Magoon seemed to sense it, and he moved in front of me, kneeling like a man calmly accepting knighthood. Bernardo followed suit, dropping on one knee and bowing his head. Magoon took the wolf pendant in his right hand, holding it out from his chest.
“We are the Order of the Cwmry-Roman Wolf,” he said, the burr of his accent somehow softer. “It is an order older than the Caesars, older than the church. We serve you, Katharos. Catriona. Katherine of the many names, the many lives. We welcome your return.”
“Bull,” I said clearly. “This is a bunch of bull.”
Magoon shook his head, and Bernardo kept his eyes to the floor. “It’s not,” the big Scot insisted gently. “You’ve just to remember.”
“This is insane,” I repeated, enunciating each syllable as if doing so would make the world clear and right itself, would make this sci-fi movie of a morning go away. “I went for a run, that’s all I did. I’m in Florence to finish my dissertation, then it’s back to the States where I belong. I’ve only got the apartment for a year.”
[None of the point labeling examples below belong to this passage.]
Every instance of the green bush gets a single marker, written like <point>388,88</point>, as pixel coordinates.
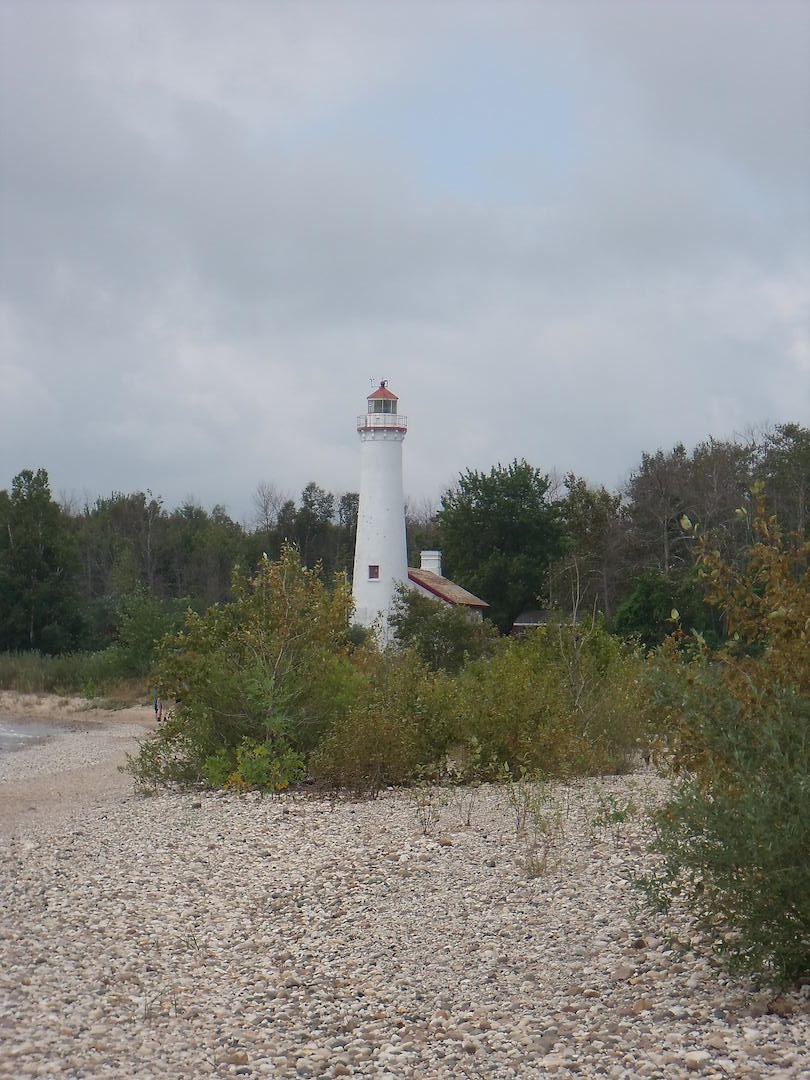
<point>444,636</point>
<point>647,613</point>
<point>254,765</point>
<point>272,666</point>
<point>733,840</point>
<point>390,730</point>
<point>564,700</point>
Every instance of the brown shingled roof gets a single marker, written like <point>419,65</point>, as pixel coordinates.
<point>444,589</point>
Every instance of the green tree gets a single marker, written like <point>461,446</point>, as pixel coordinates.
<point>586,576</point>
<point>734,835</point>
<point>39,601</point>
<point>499,534</point>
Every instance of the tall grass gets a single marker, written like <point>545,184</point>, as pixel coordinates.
<point>91,675</point>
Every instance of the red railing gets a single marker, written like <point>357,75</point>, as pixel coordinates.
<point>390,420</point>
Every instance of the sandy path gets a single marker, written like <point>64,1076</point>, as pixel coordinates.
<point>73,768</point>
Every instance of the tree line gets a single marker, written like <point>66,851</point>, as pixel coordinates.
<point>71,577</point>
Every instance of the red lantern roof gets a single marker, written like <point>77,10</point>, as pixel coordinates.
<point>382,392</point>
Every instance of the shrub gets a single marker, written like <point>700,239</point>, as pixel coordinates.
<point>444,636</point>
<point>564,700</point>
<point>254,765</point>
<point>272,666</point>
<point>647,612</point>
<point>389,731</point>
<point>734,837</point>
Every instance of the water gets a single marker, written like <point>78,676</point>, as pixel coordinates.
<point>16,736</point>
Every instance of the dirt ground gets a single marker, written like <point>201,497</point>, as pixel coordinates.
<point>75,767</point>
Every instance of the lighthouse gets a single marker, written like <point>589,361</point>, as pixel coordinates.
<point>380,552</point>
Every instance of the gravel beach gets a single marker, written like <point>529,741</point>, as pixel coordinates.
<point>206,934</point>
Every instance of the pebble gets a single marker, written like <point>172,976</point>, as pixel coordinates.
<point>227,935</point>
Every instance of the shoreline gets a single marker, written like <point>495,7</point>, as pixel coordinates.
<point>71,764</point>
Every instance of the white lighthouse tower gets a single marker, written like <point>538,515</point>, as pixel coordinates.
<point>380,552</point>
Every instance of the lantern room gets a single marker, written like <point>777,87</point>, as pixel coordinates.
<point>382,412</point>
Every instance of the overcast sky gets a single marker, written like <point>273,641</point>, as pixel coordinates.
<point>563,231</point>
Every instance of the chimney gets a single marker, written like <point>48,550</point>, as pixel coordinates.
<point>432,562</point>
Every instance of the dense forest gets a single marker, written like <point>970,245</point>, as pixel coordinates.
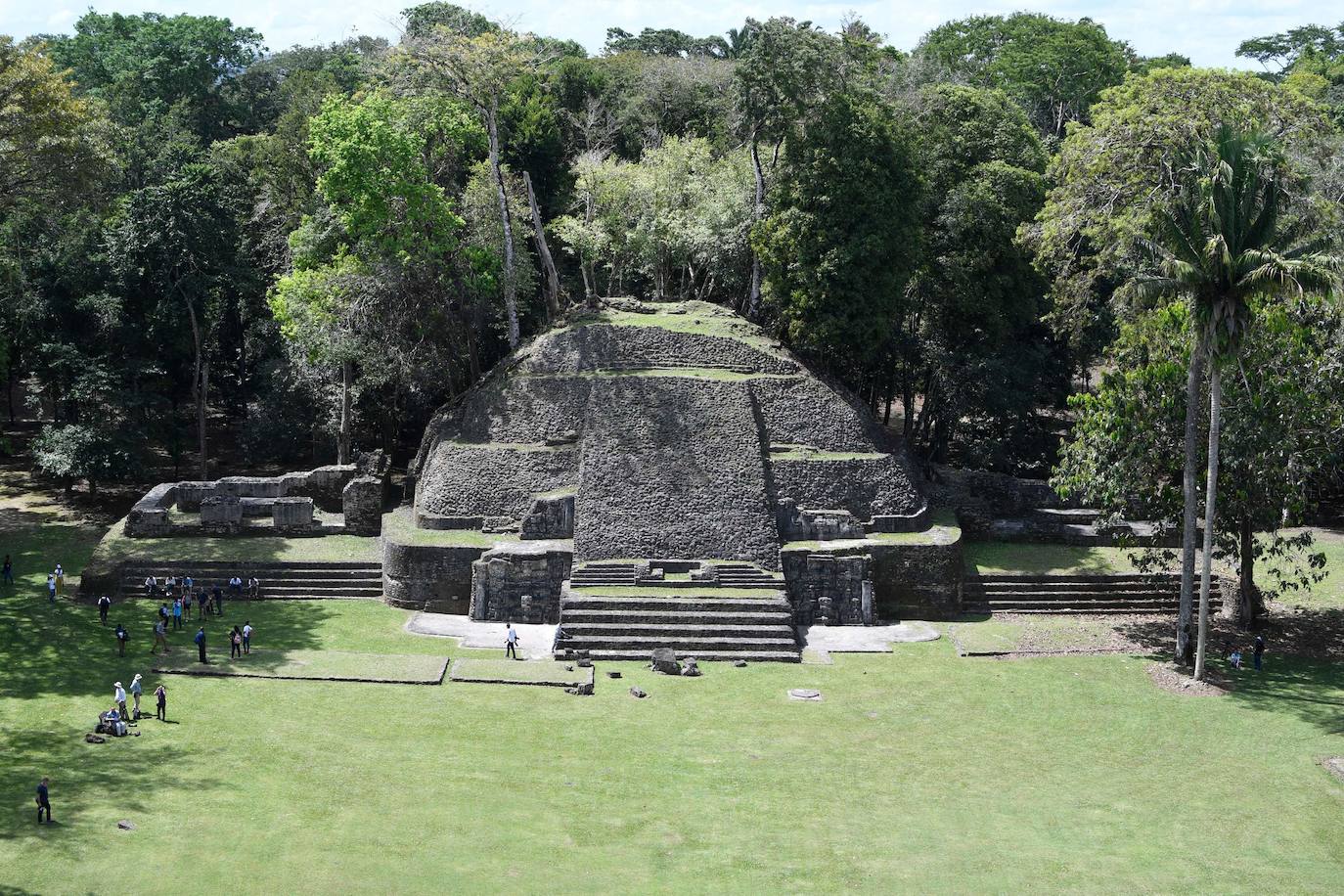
<point>294,254</point>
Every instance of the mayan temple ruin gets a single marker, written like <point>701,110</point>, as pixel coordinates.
<point>664,474</point>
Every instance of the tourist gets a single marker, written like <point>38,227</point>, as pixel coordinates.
<point>160,639</point>
<point>43,801</point>
<point>136,690</point>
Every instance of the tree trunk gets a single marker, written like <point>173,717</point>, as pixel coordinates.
<point>1215,417</point>
<point>343,441</point>
<point>757,211</point>
<point>201,418</point>
<point>1195,377</point>
<point>200,384</point>
<point>510,284</point>
<point>1249,597</point>
<point>553,280</point>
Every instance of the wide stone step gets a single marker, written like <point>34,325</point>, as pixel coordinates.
<point>1099,587</point>
<point>678,630</point>
<point>1064,607</point>
<point>315,580</point>
<point>680,643</point>
<point>672,617</point>
<point>229,567</point>
<point>1086,578</point>
<point>1078,596</point>
<point>263,575</point>
<point>676,604</point>
<point>615,654</point>
<point>685,585</point>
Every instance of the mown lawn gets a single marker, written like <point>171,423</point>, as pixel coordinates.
<point>918,771</point>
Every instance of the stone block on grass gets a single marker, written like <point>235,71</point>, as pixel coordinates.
<point>222,511</point>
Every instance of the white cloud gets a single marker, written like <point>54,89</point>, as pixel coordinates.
<point>1204,29</point>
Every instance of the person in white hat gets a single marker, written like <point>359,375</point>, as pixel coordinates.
<point>136,690</point>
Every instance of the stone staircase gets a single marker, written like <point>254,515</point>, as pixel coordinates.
<point>674,614</point>
<point>1070,594</point>
<point>610,574</point>
<point>334,580</point>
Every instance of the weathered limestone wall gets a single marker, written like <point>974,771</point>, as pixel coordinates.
<point>150,516</point>
<point>918,580</point>
<point>622,347</point>
<point>829,587</point>
<point>978,496</point>
<point>493,479</point>
<point>362,504</point>
<point>863,486</point>
<point>430,578</point>
<point>807,411</point>
<point>550,517</point>
<point>516,583</point>
<point>672,468</point>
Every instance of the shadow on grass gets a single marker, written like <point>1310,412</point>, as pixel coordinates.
<point>1298,677</point>
<point>64,650</point>
<point>125,773</point>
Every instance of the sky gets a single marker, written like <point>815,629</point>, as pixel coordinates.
<point>1204,29</point>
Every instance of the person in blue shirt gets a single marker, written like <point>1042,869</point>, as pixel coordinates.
<point>43,801</point>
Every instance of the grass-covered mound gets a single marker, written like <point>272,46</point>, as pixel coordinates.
<point>918,770</point>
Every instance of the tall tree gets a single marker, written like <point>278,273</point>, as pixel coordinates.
<point>843,236</point>
<point>178,241</point>
<point>1055,68</point>
<point>785,72</point>
<point>1226,242</point>
<point>480,70</point>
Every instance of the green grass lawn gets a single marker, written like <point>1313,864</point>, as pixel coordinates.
<point>919,770</point>
<point>254,548</point>
<point>302,664</point>
<point>1060,559</point>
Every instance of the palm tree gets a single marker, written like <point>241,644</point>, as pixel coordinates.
<point>1225,242</point>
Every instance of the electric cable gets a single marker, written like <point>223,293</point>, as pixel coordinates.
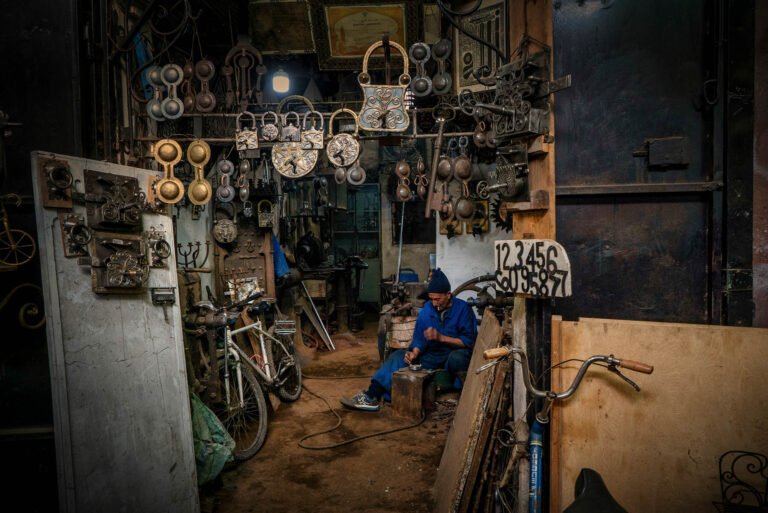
<point>351,440</point>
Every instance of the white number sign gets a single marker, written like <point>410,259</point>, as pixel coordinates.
<point>533,267</point>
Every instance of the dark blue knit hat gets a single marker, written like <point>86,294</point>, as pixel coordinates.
<point>439,283</point>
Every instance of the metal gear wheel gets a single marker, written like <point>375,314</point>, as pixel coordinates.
<point>503,223</point>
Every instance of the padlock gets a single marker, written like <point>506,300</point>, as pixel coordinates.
<point>225,230</point>
<point>269,131</point>
<point>384,105</point>
<point>247,209</point>
<point>266,214</point>
<point>247,138</point>
<point>311,136</point>
<point>343,149</point>
<point>293,161</point>
<point>290,132</point>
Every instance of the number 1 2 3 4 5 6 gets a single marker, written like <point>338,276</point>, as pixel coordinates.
<point>532,267</point>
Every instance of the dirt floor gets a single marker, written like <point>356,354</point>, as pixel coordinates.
<point>392,472</point>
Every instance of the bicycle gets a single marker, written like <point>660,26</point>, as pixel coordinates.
<point>17,247</point>
<point>234,380</point>
<point>536,437</point>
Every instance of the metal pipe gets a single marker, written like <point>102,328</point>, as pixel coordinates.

Magoon lifted the pendant higher, and it caught the light in a quick flash. Take it, he said, though I was sure he couldn’t have spoken aloud. Take hold of the wolf.
Without thought I stepped forward, the toe of my right Nike touching the hem of his tartan where it brushed the stone floor. I blinked, slowly, and watched my own hand as if I were watching the slow-motion replay of a sports film, saw my slender fingers wrap around the wolf pendant, felt the sapphire eyes burn into the tender skin of my palm.
The room sank away, the present tense vanished instantly, there was a blinding light in my eyes and the cool rush of familiar death, and time began to tug at my bones: pictures coming at me as if in a rapid film reel—scenes of people and places I knew as I’d once known the child I’d never had, the mother I’d never known, the lovers I’d not remembered. My lives went by, one by the thousand, and I saw myself naked and enrobed, draped in pelts and clad in sumptuous gowns, a bejeweled crown upon my head, a longbow in my arms, caught screaming at the burning stake, riding bareback on a roan horse.
Then it all went to blue: a deep, royal sea of it, and I floated amoeba-like into oblivion.